White blood corpuscles or leucocytes (WBC). White blood cells, also known as leukocytes , are an essential component of the immune system. Their primary function is to defend the body against infectious diseases and foreign substances . These cells play a crucial role in identifying and eliminating pathogens, such as bacteria, viruses, and fungi, through various mechanisms like phagocytosis or the production of antibodies. Additionally, white blood cells also contribute to the regulation of inflammation and help in repairing damaged tissues . White blood cells, or leukocytes, are vital for the proper functioning of the immune system. They act as the body's defense mechanism by detecting and destroying harmful pathogens, preventing the spread of infection. Without white blood cells, the body would be more susceptible to diseases and unable to effectively fight off infections. There are several types of white blood cells, each with their own specific functions in the immune system. These include neutrophils, which are the most abundant and quickly respond to infections, as well as lymphocytes , which play a key role in recognizing and destroying infected cells. monocytes help to engulf and remove dead or damaged cells, eosinophils and basophils are involved in allergic reactions and inflammation.

Neutrophils are the most abundant type of white blood cell and are responsible for quickly responding to infections. They are often the first cells to arrive at the site of an infection and release chemicals that help to kill bacteria. Neutrophils have a short lifespan and are constantly being produced in the bone marrow to replenish their numbers. Monocytes are large white blood cells that can differentiate into macrophages, are the most abundant type of white blood cell and are responsible for quickly responding to infections. They are often the first cells to arrive at the site of an infection and release chemicals that help to kill bacteria. Neutrophils have a short lifespan and are constantly being produced in the bone marrow to replenish their numbers. Eosinophils primarily function in dealing with parasitic infections and allergic reactions. Eosinophils have a bilobed nucleus and cytoplasmic granules that stain with acidic dyes, giving them a distinctive red or pink color . The granules in eosinophils contain enzymes and proteins, such as major basic protein, eosinophil peroxidase, and eosinophil cationic protein. Role in Immune Response: Parasitic Infections: Eosinophils are particularly effective against parasitic infections, as they release toxic substances that can destroy the parasites. Allergic Reactions: Eosinophils are also involved in allergic responses, especially in the late phase. They release substances that modulate the inflammatory response.

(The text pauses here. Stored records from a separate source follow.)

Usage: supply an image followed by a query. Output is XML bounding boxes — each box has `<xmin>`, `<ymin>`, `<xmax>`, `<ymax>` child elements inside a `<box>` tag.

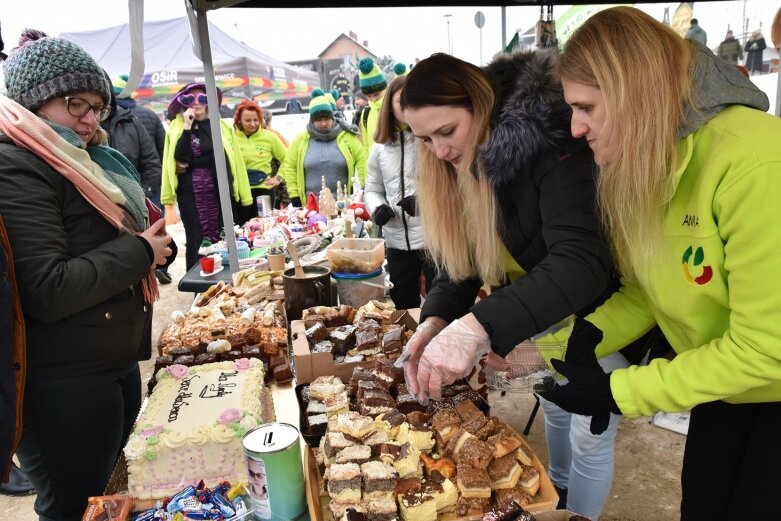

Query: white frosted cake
<box><xmin>124</xmin><ymin>358</ymin><xmax>274</xmax><ymax>499</ymax></box>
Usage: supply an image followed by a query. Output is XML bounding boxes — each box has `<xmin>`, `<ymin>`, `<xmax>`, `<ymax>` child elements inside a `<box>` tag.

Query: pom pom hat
<box><xmin>3</xmin><ymin>32</ymin><xmax>111</xmax><ymax>112</ymax></box>
<box><xmin>111</xmin><ymin>74</ymin><xmax>128</xmax><ymax>96</ymax></box>
<box><xmin>309</xmin><ymin>96</ymin><xmax>334</xmax><ymax>121</ymax></box>
<box><xmin>358</xmin><ymin>58</ymin><xmax>388</xmax><ymax>94</ymax></box>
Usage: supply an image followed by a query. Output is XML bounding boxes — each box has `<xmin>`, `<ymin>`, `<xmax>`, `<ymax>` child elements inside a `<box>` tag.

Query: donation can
<box><xmin>242</xmin><ymin>423</ymin><xmax>307</xmax><ymax>521</ymax></box>
<box><xmin>255</xmin><ymin>195</ymin><xmax>273</xmax><ymax>217</ymax></box>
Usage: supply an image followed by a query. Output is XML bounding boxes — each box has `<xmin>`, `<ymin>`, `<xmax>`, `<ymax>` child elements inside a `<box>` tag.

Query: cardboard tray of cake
<box><xmin>302</xmin><ymin>368</ymin><xmax>558</xmax><ymax>521</ymax></box>
<box><xmin>290</xmin><ymin>301</ymin><xmax>420</xmax><ymax>384</ymax></box>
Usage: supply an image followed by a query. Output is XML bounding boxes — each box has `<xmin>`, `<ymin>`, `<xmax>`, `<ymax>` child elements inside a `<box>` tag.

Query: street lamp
<box><xmin>445</xmin><ymin>14</ymin><xmax>453</xmax><ymax>54</ymax></box>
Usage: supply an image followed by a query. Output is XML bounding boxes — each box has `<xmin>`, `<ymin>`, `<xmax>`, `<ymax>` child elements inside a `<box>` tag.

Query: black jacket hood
<box><xmin>480</xmin><ymin>49</ymin><xmax>573</xmax><ymax>186</ymax></box>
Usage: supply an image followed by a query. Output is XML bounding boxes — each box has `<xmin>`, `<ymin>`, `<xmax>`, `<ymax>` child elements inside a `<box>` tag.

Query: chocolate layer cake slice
<box><xmin>326</xmin><ymin>463</ymin><xmax>361</xmax><ymax>503</ymax></box>
<box><xmin>361</xmin><ymin>461</ymin><xmax>398</xmax><ymax>500</ymax></box>
<box><xmin>456</xmin><ymin>465</ymin><xmax>491</xmax><ymax>499</ymax></box>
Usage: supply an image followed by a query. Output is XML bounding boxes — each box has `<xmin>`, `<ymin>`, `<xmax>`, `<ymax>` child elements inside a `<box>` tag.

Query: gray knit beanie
<box><xmin>3</xmin><ymin>31</ymin><xmax>111</xmax><ymax>112</ymax></box>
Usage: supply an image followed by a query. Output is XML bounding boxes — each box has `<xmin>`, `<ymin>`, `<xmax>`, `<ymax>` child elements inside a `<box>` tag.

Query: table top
<box><xmin>178</xmin><ymin>264</ymin><xmax>233</xmax><ymax>293</ymax></box>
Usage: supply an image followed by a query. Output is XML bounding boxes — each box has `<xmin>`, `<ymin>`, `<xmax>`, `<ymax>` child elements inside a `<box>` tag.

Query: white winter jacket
<box><xmin>365</xmin><ymin>130</ymin><xmax>424</xmax><ymax>250</ymax></box>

Basophils: Basophils are involved in the inflammatory response and play a role in allergic reactions. Basophils have a bilobed nucleus, but their cytoplasmic granules stain with basic dyes, giving them a deep blue or purple colour . Basophil granules contain histamine, heparin, and various other chemical mediators. Role in Immune Response: Inflammation: Basophils release histamine and other substances that promote inflammation. Histamine increases blood vessel permeability, allowing immune cells to reach the site of infection or injury. Allergic Reactions: Basophils are involved in immediate hypersensitivity reactions. When triggered by an allergen, they release histamine, contributing to symptoms such as itching and swelling.

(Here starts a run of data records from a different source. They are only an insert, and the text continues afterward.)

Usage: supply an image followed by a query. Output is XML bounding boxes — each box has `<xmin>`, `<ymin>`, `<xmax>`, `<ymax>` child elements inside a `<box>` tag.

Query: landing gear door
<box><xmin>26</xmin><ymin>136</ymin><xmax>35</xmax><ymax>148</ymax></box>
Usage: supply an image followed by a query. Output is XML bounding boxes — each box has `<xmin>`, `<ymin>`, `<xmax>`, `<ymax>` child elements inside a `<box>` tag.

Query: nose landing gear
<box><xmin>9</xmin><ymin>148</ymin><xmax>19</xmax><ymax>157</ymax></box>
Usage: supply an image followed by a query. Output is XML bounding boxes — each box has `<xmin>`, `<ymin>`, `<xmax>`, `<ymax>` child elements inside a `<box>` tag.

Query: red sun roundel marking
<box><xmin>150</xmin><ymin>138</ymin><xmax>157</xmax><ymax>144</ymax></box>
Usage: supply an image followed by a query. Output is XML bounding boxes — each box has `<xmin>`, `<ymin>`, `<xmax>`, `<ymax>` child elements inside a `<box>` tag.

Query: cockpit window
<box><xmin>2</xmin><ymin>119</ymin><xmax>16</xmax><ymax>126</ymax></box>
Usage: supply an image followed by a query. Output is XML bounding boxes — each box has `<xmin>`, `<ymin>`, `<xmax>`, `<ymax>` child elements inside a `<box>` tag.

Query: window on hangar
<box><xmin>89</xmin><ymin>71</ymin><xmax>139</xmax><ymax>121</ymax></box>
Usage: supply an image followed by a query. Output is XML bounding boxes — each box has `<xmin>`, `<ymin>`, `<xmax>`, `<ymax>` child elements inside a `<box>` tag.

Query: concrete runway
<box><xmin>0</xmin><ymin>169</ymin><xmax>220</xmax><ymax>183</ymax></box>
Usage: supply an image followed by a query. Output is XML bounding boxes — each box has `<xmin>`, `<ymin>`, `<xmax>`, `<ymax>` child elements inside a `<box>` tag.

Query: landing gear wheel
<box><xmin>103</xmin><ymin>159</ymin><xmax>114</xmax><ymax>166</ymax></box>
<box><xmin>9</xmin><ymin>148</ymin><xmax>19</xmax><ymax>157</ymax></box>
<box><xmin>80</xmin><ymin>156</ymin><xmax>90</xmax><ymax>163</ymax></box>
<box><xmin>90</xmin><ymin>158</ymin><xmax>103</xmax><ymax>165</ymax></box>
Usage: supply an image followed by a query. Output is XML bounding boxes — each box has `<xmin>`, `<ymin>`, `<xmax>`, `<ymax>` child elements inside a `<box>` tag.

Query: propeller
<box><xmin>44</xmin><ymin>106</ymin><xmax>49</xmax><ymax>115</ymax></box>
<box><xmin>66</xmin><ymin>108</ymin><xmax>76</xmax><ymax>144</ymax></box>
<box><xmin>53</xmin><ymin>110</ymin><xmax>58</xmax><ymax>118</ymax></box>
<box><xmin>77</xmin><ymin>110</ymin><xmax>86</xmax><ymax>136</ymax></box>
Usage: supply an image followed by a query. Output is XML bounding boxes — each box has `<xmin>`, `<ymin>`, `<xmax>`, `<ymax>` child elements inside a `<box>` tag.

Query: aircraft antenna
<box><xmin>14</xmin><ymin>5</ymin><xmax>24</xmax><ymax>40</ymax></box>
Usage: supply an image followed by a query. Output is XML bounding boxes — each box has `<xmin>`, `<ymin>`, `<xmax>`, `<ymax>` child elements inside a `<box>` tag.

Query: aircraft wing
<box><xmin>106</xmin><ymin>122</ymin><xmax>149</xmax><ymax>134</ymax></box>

Lymphocytes are another type of white blood cell that are crucial for the immune response. There are two main types of lymphocytes: B cells and T cells. B cells produce antibodies that can neutralize pathogens, while T cells directly attack infected cells. These cells work together to provide long-term immunity against specific pathogens. The development and maturation of T cells takes place in the thymus, while B cells mature in the bone marrow. Once matured, both types of lymphocytes circulate throughout the body, constantly scanning for foreign invaders. - T cells play a crucial role in cell-mediated immunity by recognizing and destroying infected or abnormal cells, such as cancer cells. T cells mature in the thymus, a small organ located near the heart. There are several subtypes of T cells, each with distinct functions. Some of the key types include: Helper T Cells: These cells assist other immune cells by releasing signals (cytokines) that activate B cells and cytotoxic T cells. They play a central role in coordinating the immune response. Cytotoxic T Cells: These cells directly attack and destroy infected or abnormal cells, such as cells infected by viruses or cancer cells. Regulatory T Cells: These cells help regulate the immune response, preventing excessive reactions that could harm the body's own tissues.

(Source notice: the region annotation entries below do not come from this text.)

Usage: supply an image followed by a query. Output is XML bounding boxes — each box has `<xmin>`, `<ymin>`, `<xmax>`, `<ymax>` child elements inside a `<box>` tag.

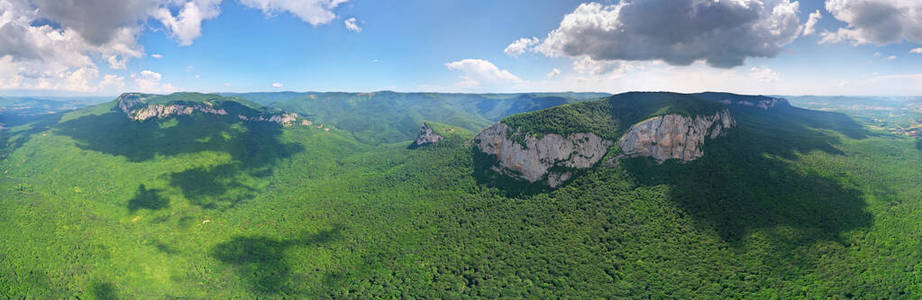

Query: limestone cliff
<box><xmin>618</xmin><ymin>110</ymin><xmax>736</xmax><ymax>163</ymax></box>
<box><xmin>413</xmin><ymin>123</ymin><xmax>444</xmax><ymax>147</ymax></box>
<box><xmin>118</xmin><ymin>93</ymin><xmax>298</xmax><ymax>127</ymax></box>
<box><xmin>474</xmin><ymin>123</ymin><xmax>613</xmax><ymax>187</ymax></box>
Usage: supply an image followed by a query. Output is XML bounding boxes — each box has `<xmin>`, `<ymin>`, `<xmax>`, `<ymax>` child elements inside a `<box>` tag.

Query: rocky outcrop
<box><xmin>413</xmin><ymin>122</ymin><xmax>444</xmax><ymax>147</ymax></box>
<box><xmin>717</xmin><ymin>97</ymin><xmax>790</xmax><ymax>110</ymax></box>
<box><xmin>618</xmin><ymin>110</ymin><xmax>736</xmax><ymax>163</ymax></box>
<box><xmin>237</xmin><ymin>113</ymin><xmax>298</xmax><ymax>127</ymax></box>
<box><xmin>474</xmin><ymin>123</ymin><xmax>613</xmax><ymax>187</ymax></box>
<box><xmin>118</xmin><ymin>93</ymin><xmax>298</xmax><ymax>127</ymax></box>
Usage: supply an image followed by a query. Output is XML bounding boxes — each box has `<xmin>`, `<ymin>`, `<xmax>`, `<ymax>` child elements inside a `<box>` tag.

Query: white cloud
<box><xmin>804</xmin><ymin>9</ymin><xmax>823</xmax><ymax>36</ymax></box>
<box><xmin>153</xmin><ymin>0</ymin><xmax>221</xmax><ymax>46</ymax></box>
<box><xmin>821</xmin><ymin>0</ymin><xmax>922</xmax><ymax>45</ymax></box>
<box><xmin>343</xmin><ymin>18</ymin><xmax>362</xmax><ymax>32</ymax></box>
<box><xmin>503</xmin><ymin>37</ymin><xmax>540</xmax><ymax>57</ymax></box>
<box><xmin>99</xmin><ymin>74</ymin><xmax>125</xmax><ymax>90</ymax></box>
<box><xmin>131</xmin><ymin>70</ymin><xmax>176</xmax><ymax>93</ymax></box>
<box><xmin>535</xmin><ymin>0</ymin><xmax>802</xmax><ymax>68</ymax></box>
<box><xmin>240</xmin><ymin>0</ymin><xmax>348</xmax><ymax>26</ymax></box>
<box><xmin>749</xmin><ymin>67</ymin><xmax>781</xmax><ymax>83</ymax></box>
<box><xmin>445</xmin><ymin>59</ymin><xmax>524</xmax><ymax>88</ymax></box>
<box><xmin>573</xmin><ymin>56</ymin><xmax>634</xmax><ymax>76</ymax></box>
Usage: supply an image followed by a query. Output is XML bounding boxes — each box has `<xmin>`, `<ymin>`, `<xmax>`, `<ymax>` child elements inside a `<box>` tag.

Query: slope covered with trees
<box><xmin>0</xmin><ymin>94</ymin><xmax>922</xmax><ymax>298</ymax></box>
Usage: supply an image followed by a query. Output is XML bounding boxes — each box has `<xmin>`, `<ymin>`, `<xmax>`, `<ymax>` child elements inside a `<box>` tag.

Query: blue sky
<box><xmin>0</xmin><ymin>0</ymin><xmax>922</xmax><ymax>95</ymax></box>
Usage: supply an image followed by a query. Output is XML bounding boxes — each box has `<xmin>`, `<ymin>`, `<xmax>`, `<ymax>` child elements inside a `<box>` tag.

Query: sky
<box><xmin>0</xmin><ymin>0</ymin><xmax>922</xmax><ymax>96</ymax></box>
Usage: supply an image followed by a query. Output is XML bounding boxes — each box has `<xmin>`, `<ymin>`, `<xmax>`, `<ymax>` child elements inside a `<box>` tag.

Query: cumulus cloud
<box><xmin>821</xmin><ymin>0</ymin><xmax>922</xmax><ymax>45</ymax></box>
<box><xmin>152</xmin><ymin>0</ymin><xmax>221</xmax><ymax>46</ymax></box>
<box><xmin>535</xmin><ymin>0</ymin><xmax>802</xmax><ymax>68</ymax></box>
<box><xmin>573</xmin><ymin>56</ymin><xmax>633</xmax><ymax>75</ymax></box>
<box><xmin>240</xmin><ymin>0</ymin><xmax>348</xmax><ymax>26</ymax></box>
<box><xmin>131</xmin><ymin>70</ymin><xmax>176</xmax><ymax>94</ymax></box>
<box><xmin>28</xmin><ymin>0</ymin><xmax>158</xmax><ymax>45</ymax></box>
<box><xmin>0</xmin><ymin>0</ymin><xmax>346</xmax><ymax>92</ymax></box>
<box><xmin>343</xmin><ymin>18</ymin><xmax>362</xmax><ymax>32</ymax></box>
<box><xmin>503</xmin><ymin>37</ymin><xmax>540</xmax><ymax>57</ymax></box>
<box><xmin>445</xmin><ymin>59</ymin><xmax>523</xmax><ymax>88</ymax></box>
<box><xmin>0</xmin><ymin>0</ymin><xmax>143</xmax><ymax>92</ymax></box>
<box><xmin>749</xmin><ymin>67</ymin><xmax>781</xmax><ymax>83</ymax></box>
<box><xmin>804</xmin><ymin>10</ymin><xmax>823</xmax><ymax>35</ymax></box>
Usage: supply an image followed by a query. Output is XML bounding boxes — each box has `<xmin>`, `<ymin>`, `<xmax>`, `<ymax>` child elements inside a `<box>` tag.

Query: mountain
<box><xmin>225</xmin><ymin>91</ymin><xmax>607</xmax><ymax>144</ymax></box>
<box><xmin>0</xmin><ymin>93</ymin><xmax>922</xmax><ymax>298</ymax></box>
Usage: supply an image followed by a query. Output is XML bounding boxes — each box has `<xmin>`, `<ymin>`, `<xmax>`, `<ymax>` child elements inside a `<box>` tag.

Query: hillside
<box><xmin>225</xmin><ymin>91</ymin><xmax>607</xmax><ymax>144</ymax></box>
<box><xmin>0</xmin><ymin>93</ymin><xmax>922</xmax><ymax>299</ymax></box>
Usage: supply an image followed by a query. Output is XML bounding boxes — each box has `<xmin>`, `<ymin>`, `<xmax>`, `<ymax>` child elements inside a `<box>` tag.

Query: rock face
<box><xmin>413</xmin><ymin>123</ymin><xmax>444</xmax><ymax>147</ymax></box>
<box><xmin>118</xmin><ymin>93</ymin><xmax>298</xmax><ymax>127</ymax></box>
<box><xmin>718</xmin><ymin>97</ymin><xmax>790</xmax><ymax>110</ymax></box>
<box><xmin>474</xmin><ymin>123</ymin><xmax>613</xmax><ymax>187</ymax></box>
<box><xmin>618</xmin><ymin>110</ymin><xmax>736</xmax><ymax>163</ymax></box>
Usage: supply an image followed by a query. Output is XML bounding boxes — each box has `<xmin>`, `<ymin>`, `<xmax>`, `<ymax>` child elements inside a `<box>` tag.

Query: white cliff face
<box><xmin>413</xmin><ymin>123</ymin><xmax>443</xmax><ymax>146</ymax></box>
<box><xmin>118</xmin><ymin>93</ymin><xmax>298</xmax><ymax>127</ymax></box>
<box><xmin>618</xmin><ymin>110</ymin><xmax>736</xmax><ymax>163</ymax></box>
<box><xmin>474</xmin><ymin>123</ymin><xmax>613</xmax><ymax>187</ymax></box>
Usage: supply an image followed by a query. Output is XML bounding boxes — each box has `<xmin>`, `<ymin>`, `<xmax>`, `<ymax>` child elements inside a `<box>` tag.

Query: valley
<box><xmin>0</xmin><ymin>92</ymin><xmax>922</xmax><ymax>298</ymax></box>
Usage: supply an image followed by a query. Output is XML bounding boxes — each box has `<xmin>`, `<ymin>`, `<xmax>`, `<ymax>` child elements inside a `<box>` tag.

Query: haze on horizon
<box><xmin>0</xmin><ymin>0</ymin><xmax>922</xmax><ymax>96</ymax></box>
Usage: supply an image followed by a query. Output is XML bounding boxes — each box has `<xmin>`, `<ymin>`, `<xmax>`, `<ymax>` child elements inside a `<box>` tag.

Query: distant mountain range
<box><xmin>0</xmin><ymin>92</ymin><xmax>922</xmax><ymax>299</ymax></box>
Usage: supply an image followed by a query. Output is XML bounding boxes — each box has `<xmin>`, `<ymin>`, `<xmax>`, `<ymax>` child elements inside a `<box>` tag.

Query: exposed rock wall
<box><xmin>413</xmin><ymin>123</ymin><xmax>444</xmax><ymax>146</ymax></box>
<box><xmin>618</xmin><ymin>110</ymin><xmax>736</xmax><ymax>163</ymax></box>
<box><xmin>474</xmin><ymin>123</ymin><xmax>613</xmax><ymax>187</ymax></box>
<box><xmin>118</xmin><ymin>93</ymin><xmax>298</xmax><ymax>127</ymax></box>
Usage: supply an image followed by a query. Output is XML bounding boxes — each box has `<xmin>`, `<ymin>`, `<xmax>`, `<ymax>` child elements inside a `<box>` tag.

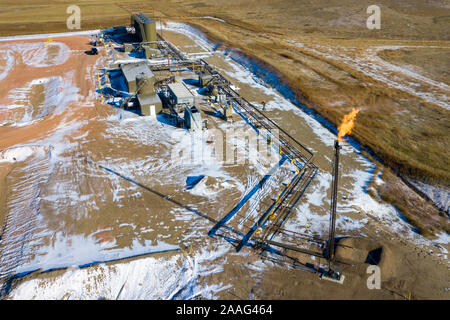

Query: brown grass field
<box><xmin>0</xmin><ymin>0</ymin><xmax>450</xmax><ymax>234</ymax></box>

B Cells (B Lymphocytes): B cells mature in the bone marrow. When B cells encounter specific pathogens, they can differentiate into plasma cells, which produce antibodies. Antibodies are proteins that can bind to and neutralize pathogens, marking them for destruction by other immune cells. Natural Killer (NK) Cells: NK cells are part of the innate immune system and do not require prior exposure to specific pathogens. They are responsible for recognizing and destroying infected or abnormal cells, such as those infected by viruses or cancer cells.

Platelets ( thrombocytes ) Platelets, also known as thrombocytes, are small, disc-shaped cell fragments found in the blood. They play a crucial role in the process of blood clotting, which is essential for preventing excessive bleeding when a blood vessel is injured. Platelets are one of the three main types of blood cells, along with red blood cells and white blood cells. Platelets are formed in the bone marrow through a process called thrombopoiesis. Megakaryocytes, which are large cells found in the bone marrow, undergo fragmentation to produce platelets. A single megakaryocyte can give rise to thousands of platelets. Platelets are tiny cell fragments, much smaller than red or white blood cells, with a diameter ranging from 1 to 3 micrometers . They lack a nucleus but contain cellular organelles such as mitochondria and granules. The granules in platelets contain various substances that are released during the clotting process. Function: The primary function of platelets is to prevent bleeding by forming blood clots. When a blood vessel is injured, platelets adhere to the site of injury and become activated. Activated platelets release chemicals that make nearby platelets sticky, causing them to adhere to each other and the damaged area of the blood vessel. This forms a temporary plug that helps to seal the breach in the vessel wall.

HEMOPOEISIS Simply, hematopoiesis is the process through which the body manufactures blood cells . It begins early in the development of an embryo , well before birth, and continues for the life of an individual. It occurs within the hematopoietic system, which includes organs and tissues such as the bone marrow, liver, and spleen. All blood cells originate from pluripotent stem cells and go through several developmental stages before entering the blood. Different types of blood cells follow separate lines of development. The process of blood cell formation is called haemopoiesis takes place within red bone marrow. Hematopoiesis begins during the first weeks of embryonic development . Before birth, hemopoiesis first occurs in the yolk sac of an embryo and later in the liver, spleen, thymus, and lymph nodes of a fetus . Red bone marrow becomes the primary site of hemopoiesis in the last 3 months before birth, and continues as the source of blood cells after birth and throughout life. Red bone marrow is a vascularized connective tissue found in the axial skeleton, pectoral and pelvic girdles, and proximal epiphyses of the humerus and femur.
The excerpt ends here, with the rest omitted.